Pound Sterling Rebounds After Dropping Below $1.30 Amid BoE Rate Speculation
Last week, the pound fell below $1.30 at interbank (IB), marking its lowest level in over two months against the US dollar. This decline was driven primarily by the strength of the USD and increased speculation of potential Bank of England (BoE) rate cuts following UK wage and inflation data. However, the release of Friday's UK retail sales report provided some relief, pushing the GBP/USD exchange rate back above $1.30. Additionally, the GBP/EUR pair surged to new 2-year highs, climbing above €1.20 at IB, a level it has exceeded for only 3% of the post-Brexit period.
EUR/USD Recovers Slightly After ECB Rate Cut and US Election Concerns
The EUR/USD pair rebounded from a brief dip to $1.0810 at IB, closing the trading session around $1.0860 at IB. Despite this recovery, the euro remained lower over the week, pressured by the strength of the US dollar amid heightened election-related concerns.

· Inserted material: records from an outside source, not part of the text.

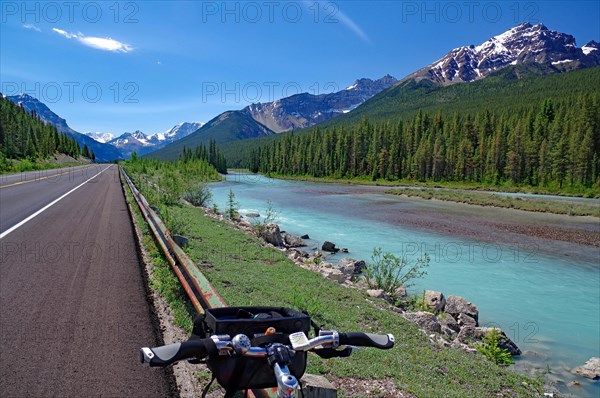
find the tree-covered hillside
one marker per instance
(25, 136)
(537, 132)
(509, 91)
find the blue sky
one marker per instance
(148, 65)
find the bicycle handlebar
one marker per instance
(380, 341)
(168, 354)
(200, 348)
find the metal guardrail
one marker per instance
(199, 290)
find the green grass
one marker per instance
(162, 279)
(486, 199)
(20, 166)
(245, 273)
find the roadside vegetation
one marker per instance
(247, 273)
(514, 202)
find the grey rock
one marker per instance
(435, 300)
(590, 370)
(426, 321)
(352, 266)
(376, 293)
(334, 274)
(292, 240)
(271, 234)
(400, 291)
(450, 323)
(329, 247)
(456, 305)
(465, 320)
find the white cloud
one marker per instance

The European Central Bank (ECB) further weighed on the euro by cutting its deposit rate by 25 basis points to 3.25%, a move widely anticipated by the markets. ECB President Christine Lagarde’s cautious outlook on the European economy, citing weaker-than-expected growth, fuelled speculation that additional rate cuts may be necessary in the future.

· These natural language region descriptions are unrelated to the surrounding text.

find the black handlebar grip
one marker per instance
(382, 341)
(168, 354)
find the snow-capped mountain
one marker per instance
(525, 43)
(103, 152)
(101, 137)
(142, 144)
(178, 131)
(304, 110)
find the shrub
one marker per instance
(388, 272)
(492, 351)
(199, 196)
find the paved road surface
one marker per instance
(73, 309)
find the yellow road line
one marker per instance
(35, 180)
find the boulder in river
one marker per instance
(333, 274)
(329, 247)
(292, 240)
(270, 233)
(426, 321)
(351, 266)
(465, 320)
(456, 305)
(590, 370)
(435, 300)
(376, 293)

Pound Sterling Uptrend Against Euro Expected to Continue, But Volatility Looms
The pound sterling is poised to extend its upward trend against the euro over the next five days. However, traders should be cautious of potential volatility driven by upcoming Bank of England speeches and the release of Thursday's PMI data. BoE Governor Andrew Bailey is scheduled to speak this Tuesday, along with several other members of the Monetary Policy Committee (MPC).There is a risk that Bailey might interpret recent data as justification for accelerating the pace of interest rate cuts by the Bank.
Trump's Presidential Prospect Boosts Dollar Amid Election Volatility Concerns
The possibility of Donald Trump winning the presidential election is bolstering the US dollar, as his policies on tariffs, taxes, and immigration are viewed as inflationary, potentially leading the Federal Reserve to keep interest rates elevated for a longer period. A Republican clean sweep is seen as the greatest volatility risk, with traders increasingly positioning themselves for the election over the next two weeks.